Wilhelm Hankel mentions an English researcher in the 1930s who discovered a rock inscription in the Egyptian desert “near the old road from Berenice [- a port on the Red Sea -] to Koptos , about 100 km from Koptos”. This mentions "in the 35th year of the reign of the emperor Augustus a [en ..] Lysa, slave of Plocamus". The conclusion is that the "journey of Hippalus already took place in Augustan times".
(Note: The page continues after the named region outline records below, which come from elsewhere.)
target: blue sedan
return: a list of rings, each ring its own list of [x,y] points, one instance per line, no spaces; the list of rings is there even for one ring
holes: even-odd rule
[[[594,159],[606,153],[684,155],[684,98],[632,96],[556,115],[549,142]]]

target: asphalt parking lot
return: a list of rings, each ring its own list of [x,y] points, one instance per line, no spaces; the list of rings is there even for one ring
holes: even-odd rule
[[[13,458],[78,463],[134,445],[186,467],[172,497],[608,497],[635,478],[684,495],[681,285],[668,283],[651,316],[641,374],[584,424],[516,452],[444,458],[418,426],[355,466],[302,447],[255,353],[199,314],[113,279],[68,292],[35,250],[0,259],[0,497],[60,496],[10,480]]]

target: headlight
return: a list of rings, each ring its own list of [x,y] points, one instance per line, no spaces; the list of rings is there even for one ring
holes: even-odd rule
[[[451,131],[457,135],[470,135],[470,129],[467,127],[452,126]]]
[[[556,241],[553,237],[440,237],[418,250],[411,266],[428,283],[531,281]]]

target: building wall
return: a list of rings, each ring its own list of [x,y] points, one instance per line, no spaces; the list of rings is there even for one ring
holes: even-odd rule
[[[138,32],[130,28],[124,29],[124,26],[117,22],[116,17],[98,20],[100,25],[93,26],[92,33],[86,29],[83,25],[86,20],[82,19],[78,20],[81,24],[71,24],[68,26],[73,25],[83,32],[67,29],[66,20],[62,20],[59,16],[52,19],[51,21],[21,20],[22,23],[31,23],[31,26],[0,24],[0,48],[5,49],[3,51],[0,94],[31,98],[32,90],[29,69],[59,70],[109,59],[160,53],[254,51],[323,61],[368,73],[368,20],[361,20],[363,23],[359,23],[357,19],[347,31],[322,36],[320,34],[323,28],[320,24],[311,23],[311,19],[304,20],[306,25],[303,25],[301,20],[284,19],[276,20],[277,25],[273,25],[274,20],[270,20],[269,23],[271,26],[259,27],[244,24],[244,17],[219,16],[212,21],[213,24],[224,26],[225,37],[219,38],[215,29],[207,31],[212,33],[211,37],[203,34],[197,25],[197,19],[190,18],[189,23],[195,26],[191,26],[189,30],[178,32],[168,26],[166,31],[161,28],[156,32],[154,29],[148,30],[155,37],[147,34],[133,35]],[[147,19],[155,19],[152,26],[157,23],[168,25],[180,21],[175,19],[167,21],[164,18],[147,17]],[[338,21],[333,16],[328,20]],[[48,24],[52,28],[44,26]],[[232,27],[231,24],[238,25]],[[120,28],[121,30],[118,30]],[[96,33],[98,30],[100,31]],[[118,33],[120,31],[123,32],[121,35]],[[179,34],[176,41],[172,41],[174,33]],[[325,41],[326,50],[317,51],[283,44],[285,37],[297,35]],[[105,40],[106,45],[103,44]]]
A connection with Eudoxus from Kyzikos , who lived in the 2nd century BC. Lived, is not to be proven.

Current designations

In modern times, the crater Hippalus was named after him. Hippalus is also one of the main characters in Lyon's Sprague de Camp's historical novel about Eudoxus, entitled The Golden Wind .

literature

  • With Hankel: Pliny the Elder: Natural History ( Naturalis Historia ) , Bremen 1855–55 (reprint Darmstadt 1968). Further editions: here
  • Federico De Romanis and André Tchernia: Crossings. Early Mediterranean Contacts with India . New Delhi 1997

Individual evidence

  1. ^ Wilhelm Hankel : Caesar. Weltwirtschaft des Alten Rom , Wirtschaftsverlag Langen-Müller / Herbig, Munich 1987, p. 245. ISBN 3-7844-7190-0 .
  2. Wilhelm Hankel relies on information from: Sir Mortimer Wheeler : Der Fernhandel des Roman Empire , Munich 1965.